In covenantal terms, our relationship to our Creator is distinctive. Charters, treaties and settlements, which all are basically forms of covenant, are negotiated — but eternal covenants are imposed by our sovereign King. We don’t have a choice in being God’s image-bearers, nor do we have a part in dictating the conditions of the covenant.
The Reformed scholar O. Palmer Robinson has defined a biblical covenant as “a bond in blood, sovereignly administered” (The Christ of the Covenants, pg. 128). God sets forth the terms of His covenants, starting with creation. Everyone who exists in God’s created world is bound to God’s rudimentary covenant. If we persist in rebellion until death against God’s lordship over us, we’ll be condemned to eternal punishment in hell as covenant breakers (Isaiah 24:5, Romans 1:18-22, Romans 2:8-9, 12, II Peter 3:7). But “the covenant of grace,” the gospel, avails heaven to those who come into agreement with God through faith in Christ as Savior and Lord (Jeremiah 32:38-40, Galatians 3:13-16, Hebrews 9:15-22, 13:20-21).
In eternal “life insurance,” the covenant of redemption originates between the persons in the Trinity — known in classic Reformed theology as the Pactum Salutis, which pact between these persons makes possible the redemptive program for God’s elect. God the Father is the insurer (Isaiah 46:10, 54:10, Ephesians 1:1-12, II Timothy 2:19); God the Son is the policyowner (Matthew 26:28, John 6:27, 37, 10:17-18); God the Holy Spirit is the executor of the Son’s estate (John 6:63, 14:26, 15:26-16:1, I Corinthians 6:11, Ephesians 1:13-18); and we, God’s children by adoption, are the beneficiaries (I Samuel 2:7-8, Romans 8:14-17, Ephesians 1:11, I John 5:7-11).

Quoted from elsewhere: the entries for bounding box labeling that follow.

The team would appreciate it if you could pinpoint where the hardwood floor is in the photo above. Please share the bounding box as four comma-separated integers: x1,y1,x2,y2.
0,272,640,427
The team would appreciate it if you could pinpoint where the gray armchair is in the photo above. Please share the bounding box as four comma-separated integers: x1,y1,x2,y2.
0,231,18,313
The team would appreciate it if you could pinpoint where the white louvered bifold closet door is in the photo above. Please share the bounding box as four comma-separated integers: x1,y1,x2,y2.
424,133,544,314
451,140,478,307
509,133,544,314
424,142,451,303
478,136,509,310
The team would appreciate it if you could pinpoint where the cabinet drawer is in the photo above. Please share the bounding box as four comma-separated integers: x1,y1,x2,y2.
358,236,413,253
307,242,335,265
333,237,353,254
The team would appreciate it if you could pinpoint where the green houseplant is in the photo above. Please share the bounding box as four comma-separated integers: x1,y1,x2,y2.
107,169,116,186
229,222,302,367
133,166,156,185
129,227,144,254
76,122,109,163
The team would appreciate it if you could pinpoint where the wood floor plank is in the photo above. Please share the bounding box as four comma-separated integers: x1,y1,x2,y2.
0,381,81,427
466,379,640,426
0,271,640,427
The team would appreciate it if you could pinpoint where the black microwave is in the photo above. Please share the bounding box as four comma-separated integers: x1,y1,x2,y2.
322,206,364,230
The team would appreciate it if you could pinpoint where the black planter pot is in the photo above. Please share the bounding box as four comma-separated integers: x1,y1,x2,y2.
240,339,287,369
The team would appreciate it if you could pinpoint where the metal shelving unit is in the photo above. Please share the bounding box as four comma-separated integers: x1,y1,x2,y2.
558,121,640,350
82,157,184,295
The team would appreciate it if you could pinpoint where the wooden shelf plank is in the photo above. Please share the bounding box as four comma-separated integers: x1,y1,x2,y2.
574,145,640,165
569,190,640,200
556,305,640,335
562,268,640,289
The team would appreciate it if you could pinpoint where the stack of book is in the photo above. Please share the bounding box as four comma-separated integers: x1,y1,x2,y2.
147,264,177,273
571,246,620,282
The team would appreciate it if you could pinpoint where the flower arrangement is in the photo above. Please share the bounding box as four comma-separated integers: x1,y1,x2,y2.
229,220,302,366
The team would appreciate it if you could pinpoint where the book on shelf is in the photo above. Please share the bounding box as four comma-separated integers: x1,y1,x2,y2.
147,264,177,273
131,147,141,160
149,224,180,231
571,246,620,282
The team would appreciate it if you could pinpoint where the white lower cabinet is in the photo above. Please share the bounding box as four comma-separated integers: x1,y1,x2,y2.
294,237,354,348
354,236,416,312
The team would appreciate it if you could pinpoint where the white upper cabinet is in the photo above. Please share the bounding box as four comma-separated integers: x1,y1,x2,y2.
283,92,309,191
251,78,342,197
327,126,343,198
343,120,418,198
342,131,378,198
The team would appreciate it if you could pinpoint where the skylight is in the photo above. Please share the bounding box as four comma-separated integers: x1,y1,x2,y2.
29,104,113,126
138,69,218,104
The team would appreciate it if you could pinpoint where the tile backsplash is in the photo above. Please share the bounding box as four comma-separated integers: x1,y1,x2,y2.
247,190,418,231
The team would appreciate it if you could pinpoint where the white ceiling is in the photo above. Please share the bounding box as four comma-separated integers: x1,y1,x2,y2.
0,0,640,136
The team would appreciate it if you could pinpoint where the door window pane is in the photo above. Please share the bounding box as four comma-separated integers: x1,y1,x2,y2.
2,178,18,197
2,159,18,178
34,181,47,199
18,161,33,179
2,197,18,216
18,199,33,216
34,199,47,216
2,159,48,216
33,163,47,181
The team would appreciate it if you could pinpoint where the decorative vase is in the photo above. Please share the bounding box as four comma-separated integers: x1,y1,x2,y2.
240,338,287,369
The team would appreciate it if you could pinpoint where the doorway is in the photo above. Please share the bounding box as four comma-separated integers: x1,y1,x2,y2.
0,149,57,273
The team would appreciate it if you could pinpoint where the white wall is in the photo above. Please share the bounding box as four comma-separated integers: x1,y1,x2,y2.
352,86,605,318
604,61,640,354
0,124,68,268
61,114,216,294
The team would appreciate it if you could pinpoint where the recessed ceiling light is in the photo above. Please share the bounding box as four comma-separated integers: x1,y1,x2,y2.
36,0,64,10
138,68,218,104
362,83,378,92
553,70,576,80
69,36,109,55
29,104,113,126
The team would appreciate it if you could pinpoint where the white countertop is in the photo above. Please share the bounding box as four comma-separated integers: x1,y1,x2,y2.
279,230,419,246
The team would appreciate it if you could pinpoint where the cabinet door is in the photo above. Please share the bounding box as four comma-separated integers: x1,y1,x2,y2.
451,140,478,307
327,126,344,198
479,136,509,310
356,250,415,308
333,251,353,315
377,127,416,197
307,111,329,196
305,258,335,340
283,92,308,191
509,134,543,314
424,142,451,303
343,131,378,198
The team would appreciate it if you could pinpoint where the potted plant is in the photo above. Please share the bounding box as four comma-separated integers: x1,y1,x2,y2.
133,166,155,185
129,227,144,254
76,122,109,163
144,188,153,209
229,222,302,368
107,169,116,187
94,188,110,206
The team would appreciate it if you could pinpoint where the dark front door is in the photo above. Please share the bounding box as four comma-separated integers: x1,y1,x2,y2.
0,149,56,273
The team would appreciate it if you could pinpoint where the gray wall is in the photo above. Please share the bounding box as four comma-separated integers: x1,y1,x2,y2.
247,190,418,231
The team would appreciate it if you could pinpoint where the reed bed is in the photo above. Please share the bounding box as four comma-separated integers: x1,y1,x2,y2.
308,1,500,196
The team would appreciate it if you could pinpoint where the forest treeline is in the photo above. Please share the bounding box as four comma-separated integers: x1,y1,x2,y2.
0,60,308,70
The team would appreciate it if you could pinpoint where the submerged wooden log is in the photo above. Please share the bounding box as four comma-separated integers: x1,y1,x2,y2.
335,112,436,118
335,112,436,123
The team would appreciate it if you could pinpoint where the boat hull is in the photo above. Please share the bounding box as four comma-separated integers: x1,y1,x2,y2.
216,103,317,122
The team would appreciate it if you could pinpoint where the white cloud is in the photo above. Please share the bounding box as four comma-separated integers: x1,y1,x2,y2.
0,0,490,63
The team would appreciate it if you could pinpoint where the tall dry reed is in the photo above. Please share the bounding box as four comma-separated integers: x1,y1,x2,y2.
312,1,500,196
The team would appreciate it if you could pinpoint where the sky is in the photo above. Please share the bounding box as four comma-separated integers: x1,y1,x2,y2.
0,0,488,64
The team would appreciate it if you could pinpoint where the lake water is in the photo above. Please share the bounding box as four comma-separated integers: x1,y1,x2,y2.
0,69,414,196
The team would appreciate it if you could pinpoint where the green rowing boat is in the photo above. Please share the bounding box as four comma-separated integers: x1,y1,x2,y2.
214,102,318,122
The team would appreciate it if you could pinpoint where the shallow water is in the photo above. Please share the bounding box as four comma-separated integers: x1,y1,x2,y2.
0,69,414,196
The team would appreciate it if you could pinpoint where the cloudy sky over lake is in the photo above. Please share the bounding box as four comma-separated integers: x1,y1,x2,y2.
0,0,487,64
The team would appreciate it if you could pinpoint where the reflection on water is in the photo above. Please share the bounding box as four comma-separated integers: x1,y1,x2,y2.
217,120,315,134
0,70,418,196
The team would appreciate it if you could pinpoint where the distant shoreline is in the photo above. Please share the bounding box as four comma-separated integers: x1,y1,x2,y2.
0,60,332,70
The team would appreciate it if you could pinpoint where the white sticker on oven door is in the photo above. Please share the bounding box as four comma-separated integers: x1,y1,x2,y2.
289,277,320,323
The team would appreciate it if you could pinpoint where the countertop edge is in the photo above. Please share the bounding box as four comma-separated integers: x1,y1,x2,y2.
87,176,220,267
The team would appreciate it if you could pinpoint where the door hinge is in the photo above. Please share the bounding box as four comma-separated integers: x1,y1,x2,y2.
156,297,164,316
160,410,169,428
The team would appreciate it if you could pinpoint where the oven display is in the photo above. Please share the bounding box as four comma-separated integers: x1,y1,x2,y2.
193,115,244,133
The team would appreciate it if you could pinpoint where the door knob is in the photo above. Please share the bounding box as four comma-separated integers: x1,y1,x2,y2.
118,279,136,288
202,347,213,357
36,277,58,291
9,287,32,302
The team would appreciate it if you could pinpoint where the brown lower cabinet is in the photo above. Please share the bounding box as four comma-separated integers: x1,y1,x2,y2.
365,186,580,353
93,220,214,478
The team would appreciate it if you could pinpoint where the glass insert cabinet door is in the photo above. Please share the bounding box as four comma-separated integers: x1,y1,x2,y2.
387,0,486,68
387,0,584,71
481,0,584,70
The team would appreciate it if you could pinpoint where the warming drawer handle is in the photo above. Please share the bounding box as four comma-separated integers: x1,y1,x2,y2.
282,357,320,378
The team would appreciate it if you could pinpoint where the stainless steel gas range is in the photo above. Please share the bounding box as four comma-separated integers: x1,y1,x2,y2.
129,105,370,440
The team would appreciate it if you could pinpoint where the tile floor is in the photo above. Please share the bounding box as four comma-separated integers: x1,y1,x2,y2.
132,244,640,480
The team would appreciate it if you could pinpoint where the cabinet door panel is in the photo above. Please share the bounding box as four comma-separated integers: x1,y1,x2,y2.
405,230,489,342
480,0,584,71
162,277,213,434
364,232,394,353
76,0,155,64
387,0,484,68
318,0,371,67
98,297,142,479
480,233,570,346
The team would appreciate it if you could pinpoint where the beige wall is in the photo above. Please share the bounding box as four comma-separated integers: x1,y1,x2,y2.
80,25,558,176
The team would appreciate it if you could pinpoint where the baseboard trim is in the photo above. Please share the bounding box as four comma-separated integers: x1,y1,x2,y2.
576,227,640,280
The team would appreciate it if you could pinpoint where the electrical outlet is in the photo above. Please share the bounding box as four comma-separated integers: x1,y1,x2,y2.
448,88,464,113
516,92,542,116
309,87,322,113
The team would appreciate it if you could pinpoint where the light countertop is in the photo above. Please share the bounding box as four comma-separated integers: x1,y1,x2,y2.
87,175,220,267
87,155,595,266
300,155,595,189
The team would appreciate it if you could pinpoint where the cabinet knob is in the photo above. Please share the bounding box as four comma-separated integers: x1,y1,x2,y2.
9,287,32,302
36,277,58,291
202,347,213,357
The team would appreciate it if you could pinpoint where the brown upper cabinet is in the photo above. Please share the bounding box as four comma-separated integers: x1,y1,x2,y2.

This divine nuclear counsel was beautifully expressed by the 19th-century poet and hymn-writer, Frances Ridley Havergal:
O doubting one, Eternal Three
Are pledged in faithfulness for thee.
Claim every promise sweet and sure
By covenant oath of God secure.
Every real-life analogy to the Kingdom technically breaks down at some point, including those found in Scripture. Though parallels may be identified for illustrative purposes, the modern notion of life insurance can’t perfectly conform to the biblical modality of covenant. Covenant theology — also known as Covenantalism or Federal theology — is an immense topic, and the only aspects of it to be covered here are those that can be illustrated by the modern concept of life insurance.